4

It's pretty well acknowledged that error control via p-values fails when models are selected based on the data rather than decided on a priori. I've always viewed this as an issue of marginal vs conditional distributions, such that: $$P(error) = P(error | M = M_1)P(M = M_1) + P(error | M = M_2)P(M = M_2) \neq P(error | M=m)$$ where $M$ refers to the model to be selected, $M_i$ are the models, and $m$ is a realized value of $M$.

However, 'robust' p-values still maintain error control under incorrect models, provided that the focus of inference remains the same under each model¹. Hence, as our p-values control error under each model², the maximum error rate is still below whatever alpha we choose.
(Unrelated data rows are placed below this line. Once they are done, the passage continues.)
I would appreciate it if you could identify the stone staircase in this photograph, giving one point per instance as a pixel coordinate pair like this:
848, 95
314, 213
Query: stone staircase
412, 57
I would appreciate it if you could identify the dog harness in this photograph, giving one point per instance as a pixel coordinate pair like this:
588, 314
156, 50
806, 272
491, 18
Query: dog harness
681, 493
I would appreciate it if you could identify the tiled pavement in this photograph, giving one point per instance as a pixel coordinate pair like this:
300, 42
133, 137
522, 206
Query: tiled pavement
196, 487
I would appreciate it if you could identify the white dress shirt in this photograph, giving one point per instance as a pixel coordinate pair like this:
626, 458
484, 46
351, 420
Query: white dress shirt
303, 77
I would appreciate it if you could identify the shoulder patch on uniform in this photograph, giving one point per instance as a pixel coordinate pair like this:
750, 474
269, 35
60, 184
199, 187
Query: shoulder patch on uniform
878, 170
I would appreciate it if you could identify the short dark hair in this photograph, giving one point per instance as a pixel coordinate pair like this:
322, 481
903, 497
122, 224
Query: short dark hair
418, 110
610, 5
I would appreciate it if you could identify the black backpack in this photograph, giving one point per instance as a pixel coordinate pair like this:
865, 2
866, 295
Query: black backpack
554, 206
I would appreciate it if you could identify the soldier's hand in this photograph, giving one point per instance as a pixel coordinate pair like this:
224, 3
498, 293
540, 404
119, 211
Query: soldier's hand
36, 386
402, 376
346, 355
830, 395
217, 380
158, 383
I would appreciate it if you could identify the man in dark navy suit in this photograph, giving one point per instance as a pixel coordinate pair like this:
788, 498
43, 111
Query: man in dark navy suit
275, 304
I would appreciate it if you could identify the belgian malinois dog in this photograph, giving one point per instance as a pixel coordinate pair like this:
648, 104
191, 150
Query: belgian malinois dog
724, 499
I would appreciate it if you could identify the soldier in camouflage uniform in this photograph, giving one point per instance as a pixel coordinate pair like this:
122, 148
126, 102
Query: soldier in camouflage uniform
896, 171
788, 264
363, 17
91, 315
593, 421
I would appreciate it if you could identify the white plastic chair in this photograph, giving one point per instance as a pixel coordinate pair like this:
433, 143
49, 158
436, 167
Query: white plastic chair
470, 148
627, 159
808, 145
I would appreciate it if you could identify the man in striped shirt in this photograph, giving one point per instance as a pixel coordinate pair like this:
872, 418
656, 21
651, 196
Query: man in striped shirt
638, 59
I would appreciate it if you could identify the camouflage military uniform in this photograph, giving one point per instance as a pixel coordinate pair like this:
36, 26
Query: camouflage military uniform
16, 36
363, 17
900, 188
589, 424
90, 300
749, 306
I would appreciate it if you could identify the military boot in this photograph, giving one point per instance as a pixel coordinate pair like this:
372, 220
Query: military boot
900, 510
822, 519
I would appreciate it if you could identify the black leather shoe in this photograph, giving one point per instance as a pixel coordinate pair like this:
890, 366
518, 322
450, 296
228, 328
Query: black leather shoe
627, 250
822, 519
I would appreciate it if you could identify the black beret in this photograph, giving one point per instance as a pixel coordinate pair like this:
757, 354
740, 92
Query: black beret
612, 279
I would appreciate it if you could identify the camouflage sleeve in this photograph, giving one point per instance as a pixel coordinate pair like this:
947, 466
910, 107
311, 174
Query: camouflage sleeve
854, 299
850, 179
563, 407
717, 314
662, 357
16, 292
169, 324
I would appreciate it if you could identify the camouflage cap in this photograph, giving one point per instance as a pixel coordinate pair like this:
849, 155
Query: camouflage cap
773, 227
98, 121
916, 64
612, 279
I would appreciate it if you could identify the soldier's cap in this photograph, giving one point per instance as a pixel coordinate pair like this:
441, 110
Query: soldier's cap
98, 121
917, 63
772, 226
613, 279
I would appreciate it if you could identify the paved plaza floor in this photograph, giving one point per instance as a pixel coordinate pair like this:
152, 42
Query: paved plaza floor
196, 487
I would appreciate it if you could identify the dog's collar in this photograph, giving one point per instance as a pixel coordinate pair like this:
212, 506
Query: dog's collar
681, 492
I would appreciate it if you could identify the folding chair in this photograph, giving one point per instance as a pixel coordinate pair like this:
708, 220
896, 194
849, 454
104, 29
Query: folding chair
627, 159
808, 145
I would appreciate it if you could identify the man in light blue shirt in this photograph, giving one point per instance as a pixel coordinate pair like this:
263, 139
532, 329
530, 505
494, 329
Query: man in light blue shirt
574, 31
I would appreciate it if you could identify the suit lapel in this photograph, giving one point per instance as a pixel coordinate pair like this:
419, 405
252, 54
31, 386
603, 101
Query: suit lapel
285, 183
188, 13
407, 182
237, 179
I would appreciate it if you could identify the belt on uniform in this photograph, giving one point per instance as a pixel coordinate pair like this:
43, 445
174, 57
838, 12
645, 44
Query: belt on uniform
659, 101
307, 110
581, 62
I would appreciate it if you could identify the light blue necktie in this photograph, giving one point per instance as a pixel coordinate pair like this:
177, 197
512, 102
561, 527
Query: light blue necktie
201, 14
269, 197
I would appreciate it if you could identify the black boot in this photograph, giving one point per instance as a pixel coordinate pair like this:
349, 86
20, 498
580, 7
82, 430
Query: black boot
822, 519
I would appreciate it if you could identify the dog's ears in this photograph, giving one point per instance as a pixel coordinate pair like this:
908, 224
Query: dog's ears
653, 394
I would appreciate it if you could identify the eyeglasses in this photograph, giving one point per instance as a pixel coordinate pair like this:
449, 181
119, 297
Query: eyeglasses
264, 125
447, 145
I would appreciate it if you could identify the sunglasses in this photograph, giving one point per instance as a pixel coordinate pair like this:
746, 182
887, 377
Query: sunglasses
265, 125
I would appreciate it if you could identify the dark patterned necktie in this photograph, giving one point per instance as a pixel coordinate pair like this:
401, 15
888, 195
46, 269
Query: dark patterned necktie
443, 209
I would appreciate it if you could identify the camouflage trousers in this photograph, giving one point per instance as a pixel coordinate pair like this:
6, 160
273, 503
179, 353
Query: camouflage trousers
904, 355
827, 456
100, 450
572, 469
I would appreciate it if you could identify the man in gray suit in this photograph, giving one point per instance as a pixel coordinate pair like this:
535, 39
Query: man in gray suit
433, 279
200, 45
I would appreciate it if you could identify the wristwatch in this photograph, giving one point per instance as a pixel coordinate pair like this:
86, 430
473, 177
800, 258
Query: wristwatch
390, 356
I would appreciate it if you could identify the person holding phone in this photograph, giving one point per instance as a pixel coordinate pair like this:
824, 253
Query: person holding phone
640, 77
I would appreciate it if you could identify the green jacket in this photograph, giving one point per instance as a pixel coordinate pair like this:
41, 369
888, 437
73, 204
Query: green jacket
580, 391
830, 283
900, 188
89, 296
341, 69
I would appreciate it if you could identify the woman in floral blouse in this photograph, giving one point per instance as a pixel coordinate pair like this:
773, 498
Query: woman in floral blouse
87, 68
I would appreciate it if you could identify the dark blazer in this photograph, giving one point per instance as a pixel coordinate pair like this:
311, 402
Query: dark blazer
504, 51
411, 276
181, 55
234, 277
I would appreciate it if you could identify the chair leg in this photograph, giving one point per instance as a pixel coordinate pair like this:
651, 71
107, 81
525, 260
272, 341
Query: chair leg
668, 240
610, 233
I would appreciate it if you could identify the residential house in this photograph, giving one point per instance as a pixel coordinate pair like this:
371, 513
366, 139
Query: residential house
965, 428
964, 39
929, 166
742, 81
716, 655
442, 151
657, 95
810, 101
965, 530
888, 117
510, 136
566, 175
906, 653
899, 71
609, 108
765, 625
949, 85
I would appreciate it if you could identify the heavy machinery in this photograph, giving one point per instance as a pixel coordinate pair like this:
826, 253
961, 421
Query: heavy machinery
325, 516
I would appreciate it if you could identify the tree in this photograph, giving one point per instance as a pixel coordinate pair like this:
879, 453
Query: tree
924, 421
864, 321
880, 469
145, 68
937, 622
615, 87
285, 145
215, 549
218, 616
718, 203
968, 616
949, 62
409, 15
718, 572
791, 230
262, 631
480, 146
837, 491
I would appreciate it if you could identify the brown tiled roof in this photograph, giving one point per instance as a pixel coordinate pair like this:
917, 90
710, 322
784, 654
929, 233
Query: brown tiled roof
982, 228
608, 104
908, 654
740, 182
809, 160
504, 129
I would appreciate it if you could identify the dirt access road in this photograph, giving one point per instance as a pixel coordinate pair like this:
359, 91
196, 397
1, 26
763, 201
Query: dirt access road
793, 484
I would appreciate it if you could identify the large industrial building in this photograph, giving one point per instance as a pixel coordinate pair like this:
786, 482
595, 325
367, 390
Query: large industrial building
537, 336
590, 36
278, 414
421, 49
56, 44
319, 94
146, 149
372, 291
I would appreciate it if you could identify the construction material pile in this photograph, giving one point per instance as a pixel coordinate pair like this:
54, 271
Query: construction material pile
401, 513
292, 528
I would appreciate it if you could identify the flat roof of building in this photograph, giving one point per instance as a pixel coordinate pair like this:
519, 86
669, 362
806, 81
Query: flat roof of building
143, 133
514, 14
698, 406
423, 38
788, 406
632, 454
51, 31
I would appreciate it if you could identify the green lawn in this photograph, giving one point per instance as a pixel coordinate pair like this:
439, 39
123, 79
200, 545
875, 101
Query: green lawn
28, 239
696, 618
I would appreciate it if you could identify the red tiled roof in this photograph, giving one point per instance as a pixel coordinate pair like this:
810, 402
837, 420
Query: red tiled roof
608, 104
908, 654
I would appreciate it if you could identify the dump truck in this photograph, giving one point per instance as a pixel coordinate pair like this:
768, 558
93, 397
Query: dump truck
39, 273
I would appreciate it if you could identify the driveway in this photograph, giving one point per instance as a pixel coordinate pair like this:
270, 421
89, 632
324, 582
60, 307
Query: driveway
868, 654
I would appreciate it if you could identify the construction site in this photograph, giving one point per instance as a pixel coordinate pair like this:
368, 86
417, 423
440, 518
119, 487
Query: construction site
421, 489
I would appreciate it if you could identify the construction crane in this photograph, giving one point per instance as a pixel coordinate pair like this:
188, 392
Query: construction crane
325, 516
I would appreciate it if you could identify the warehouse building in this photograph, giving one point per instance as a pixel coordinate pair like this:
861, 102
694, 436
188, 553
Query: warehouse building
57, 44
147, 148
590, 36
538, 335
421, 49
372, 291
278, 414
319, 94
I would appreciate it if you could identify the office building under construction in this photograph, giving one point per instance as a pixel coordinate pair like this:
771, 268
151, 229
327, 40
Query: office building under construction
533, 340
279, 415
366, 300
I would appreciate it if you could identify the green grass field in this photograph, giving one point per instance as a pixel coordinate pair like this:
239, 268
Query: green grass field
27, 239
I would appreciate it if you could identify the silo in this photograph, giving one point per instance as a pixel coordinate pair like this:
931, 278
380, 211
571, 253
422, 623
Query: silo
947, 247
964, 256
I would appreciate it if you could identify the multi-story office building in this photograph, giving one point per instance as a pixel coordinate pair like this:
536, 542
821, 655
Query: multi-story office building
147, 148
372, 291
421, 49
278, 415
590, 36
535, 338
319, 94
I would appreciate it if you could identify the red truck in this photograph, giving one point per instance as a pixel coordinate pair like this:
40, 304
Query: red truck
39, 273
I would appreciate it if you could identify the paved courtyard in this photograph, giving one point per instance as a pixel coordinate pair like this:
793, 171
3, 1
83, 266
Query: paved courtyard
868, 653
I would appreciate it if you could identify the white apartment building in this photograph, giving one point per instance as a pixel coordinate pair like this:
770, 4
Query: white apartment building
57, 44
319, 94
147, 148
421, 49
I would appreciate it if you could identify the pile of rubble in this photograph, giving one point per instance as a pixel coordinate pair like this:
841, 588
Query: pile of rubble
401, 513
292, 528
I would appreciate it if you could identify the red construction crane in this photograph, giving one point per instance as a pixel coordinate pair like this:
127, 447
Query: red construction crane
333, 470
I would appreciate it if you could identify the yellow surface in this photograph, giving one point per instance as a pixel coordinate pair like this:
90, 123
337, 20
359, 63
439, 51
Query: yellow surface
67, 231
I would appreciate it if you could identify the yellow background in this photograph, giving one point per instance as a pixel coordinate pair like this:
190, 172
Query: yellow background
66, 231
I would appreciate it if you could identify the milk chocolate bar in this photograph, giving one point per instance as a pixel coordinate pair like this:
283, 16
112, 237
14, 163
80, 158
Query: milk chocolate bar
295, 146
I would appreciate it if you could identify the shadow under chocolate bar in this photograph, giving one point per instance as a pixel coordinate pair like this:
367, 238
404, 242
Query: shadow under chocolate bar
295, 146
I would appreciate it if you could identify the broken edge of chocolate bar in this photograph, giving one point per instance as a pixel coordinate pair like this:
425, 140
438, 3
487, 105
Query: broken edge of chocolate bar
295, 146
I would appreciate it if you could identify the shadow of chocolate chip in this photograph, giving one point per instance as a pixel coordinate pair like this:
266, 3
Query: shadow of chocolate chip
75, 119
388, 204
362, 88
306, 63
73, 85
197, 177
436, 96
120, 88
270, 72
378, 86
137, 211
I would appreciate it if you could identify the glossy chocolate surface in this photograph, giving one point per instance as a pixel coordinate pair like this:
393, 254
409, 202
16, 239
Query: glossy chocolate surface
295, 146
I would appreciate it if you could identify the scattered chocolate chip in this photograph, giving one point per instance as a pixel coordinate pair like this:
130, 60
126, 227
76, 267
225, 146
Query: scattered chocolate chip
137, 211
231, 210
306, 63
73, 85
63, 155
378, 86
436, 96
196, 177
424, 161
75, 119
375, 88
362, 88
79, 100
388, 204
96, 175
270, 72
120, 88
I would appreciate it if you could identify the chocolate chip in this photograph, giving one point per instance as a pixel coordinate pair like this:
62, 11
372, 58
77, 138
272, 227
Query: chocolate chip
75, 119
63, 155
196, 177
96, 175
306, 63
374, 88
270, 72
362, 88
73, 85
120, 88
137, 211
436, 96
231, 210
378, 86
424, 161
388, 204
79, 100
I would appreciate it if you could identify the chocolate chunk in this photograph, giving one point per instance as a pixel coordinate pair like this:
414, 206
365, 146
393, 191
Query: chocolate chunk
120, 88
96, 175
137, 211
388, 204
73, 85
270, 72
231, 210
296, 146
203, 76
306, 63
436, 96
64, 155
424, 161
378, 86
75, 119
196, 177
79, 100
Am I missing anything here?

¹ This does not occur generally, the expected value of the relevant parameter should be the same under each model

² It would seemingly still affect power calculations though

2 Answers2

5

I think you are missing something, but it depends on your definition of robustness.

I would have defined robustness as saying for any fixed $M_i$, $P(error|M=M_i)$ is the same (or is controlled), regardless of whether $M$ is correctly specified.

What you need to avoid post-selection problems is that $P(error|M=m)$ is correctly specified for random $m$. This requires not only that $P(error|M=M_i)$ is the same for all $M_i$, but also that the event $[error | M=M_i]$ is independent of the event $[m=M_i]$. You can come up with settings where this is true, but it's a much stronger condition than just having correct errors under misspecification.

You can often still control the post-selection error probability -- for example, if the null hypothesis is one that can be tested by permutation, do a permutation test over the entire model selection procedure. But that's stronger than robustness -- the reference distribution for the test depends on the entire set of models being selected

In at least one post-selection inference problem there is a proof that no confidence interval procedure can have correct coverage (even asymptotically)

Thomas Lumley
  • 21,784
  • 1
  • 22
  • 73
2

The answer by Thomas Lumley provides a good explanation for why there is a problem. TO put it in other words: If you are fine no matter which model you pick before seeing the data, you are still not necessarily fine if you pick the model based on the data, because models are only fine on average across all possible data realizations (and different ones may have different problems for different data realizations).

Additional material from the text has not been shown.